Lambda the Ultimate

inactiveTopic Java to gain multitasking improvements
started 4/8/2004; 10:09:02 PM - last post 4/13/2004; 2:15:05 AM
Chris Rathman - Java to gain multitasking improvements  blueArrow
4/8/2004; 10:09:02 PM (reads: 12056, responses: 6)
Java to gain multitasking improvements
(via JavaLobby)

J2SE 1.6, which is scheduled for a beta release this fall with general availability eyed for 2005, is slated to feature an "isolates" function to boost application-sharing in the JVM, according to Murali Kaundinya, senior Java architect for Sun Software Services. The isolates capability would enable isolated entities to perform localized computation without requiring a second JVM, thus enabling multitasking within the JVM, according to Kaundinya.

Now that there going to allow multiple independent programs to run under a single JVM instance, I guess they're going to have to come up with some protocol for the two programs to talk to each other in a loosely couple protocol (events, semaphores, etc...).

Unless they go that route, I'm not sure what the feature buys, other than rubber stamping a JVM design that can handle more than one program instance (something which an optimizing JVM environment could probably do under the hood, if the implementers were so inclined). But then, I haven't seen the specs on invocation.
Posted to OOP by Chris Rathman on 4/8/04; 10:12:43 PM

Chui Tey - Re: Java to gain multitasking improvements  blueArrow
4/10/2004; 9:37:06 PM (reads: 367, responses: 0)
Currently running multiple Java programs on the typical desktop is not viable as each library is loaded separately into memory.

Separate copies of XML parsers, Swing toolkits, etc add up eventually. Freeing up memory so that developers don't have to try so hard to accommodate Java's general tendency to be a memory hog is a development in the right direction.
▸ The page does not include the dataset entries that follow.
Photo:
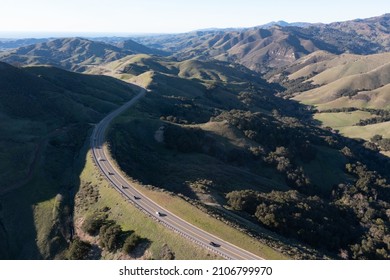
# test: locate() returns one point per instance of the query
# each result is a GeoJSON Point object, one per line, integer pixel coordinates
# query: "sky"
{"type": "Point", "coordinates": [171, 16]}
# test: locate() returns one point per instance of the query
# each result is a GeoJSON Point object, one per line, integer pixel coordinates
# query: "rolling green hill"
{"type": "Point", "coordinates": [45, 116]}
{"type": "Point", "coordinates": [215, 133]}
{"type": "Point", "coordinates": [76, 54]}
Chris Rathman - Re: Java to gain multitasking improvements  blueArrow
4/11/2004; 7:06:35 AM (reads: 329, responses: 0)
That begs the question of why it's necessary to have an isolates function to accomplish this goal. The JVM is just a program. Why can't it implement the singleton pattern without programmer intervention? For example, I can open up multiple graphics in PaintShop or Photoshop, and none of the graphics has to be aware that any of the other graphics is loaded up into memory. I don't have to assign properties to the pictures that say it's ok to open that graphic up with other graphic images. The program is smart enough to load up multiple images in isolation.

On the other hand, if the usage of this feature requires an explicit protocol from the programs, how do I get all the different players to cooperate? Do I have to upgrade all my software to the latest compiler in order to take advantage of what is essentially just an optimization trick?

Chris Rathman - Re: Java to gain multitasking improvements  blueArrow
4/11/2004; 12:01:41 PM (reads: 311, responses: 0)
One other thing that pops into my mind. This is probably a slippery slope for Java. Is the JVM to become a multi-tasking operating system? If so, then it would seem wise to build on the lessons learned from other OS designs. If not, then the incremental approach to creeping into multi-tasking is likely to be kludges built on top of kludges.

If the JVM becomes an OS, would that also not impinge on Sun's other money making market?

Isaac Gouy - Re: Java to gain multitasking improvements  blueArrow
4/11/2004; 11:23:45 PM (reads: 274, responses: 0)
"the only safe way to execute multiple applications, written in the Java programming language, on the same computer is to use a separate JVM for each of them, and execute each JVM in a separate OS process."
Multitasking without Compromise: a Virtual Machine Evolution

john white - Re: Java to gain multitasking improvements  blueArrow
4/12/2004; 12:57:50 PM (reads: 217, responses: 0)
i imagine this will make kernel/user space separation possible as well, which makes the JVM into a JOS (or some other applicable acronym). sun's income derives primarily from hardware, although i wonder how much of this functionality will be implemented in the host OS...

i wrote a very simplistic program that tries to accomodate multiple programs within the same JVM using bytecode manipulation and classloader tricks, without much success. good to see someone gave it more thought than i did.

Luke Gorrie - Re: Java to gain multitasking improvements  blueArrow
4/13/2004; 2:15:05 AM (reads: 188, responses: 0)
Back when I was a Java guy I also wrote a simplistic program to sqeeze programs into the JVM together, just using Applet-style ClassLoader/SecurityManager tricks. That worked pretty well for me.

I tried to follow the Isolate stuff at first, but I never understood exactly what they intend it to be used for. It didn't actually look like the plan was to run lots of unmodified Java programs together in a shared runtime system.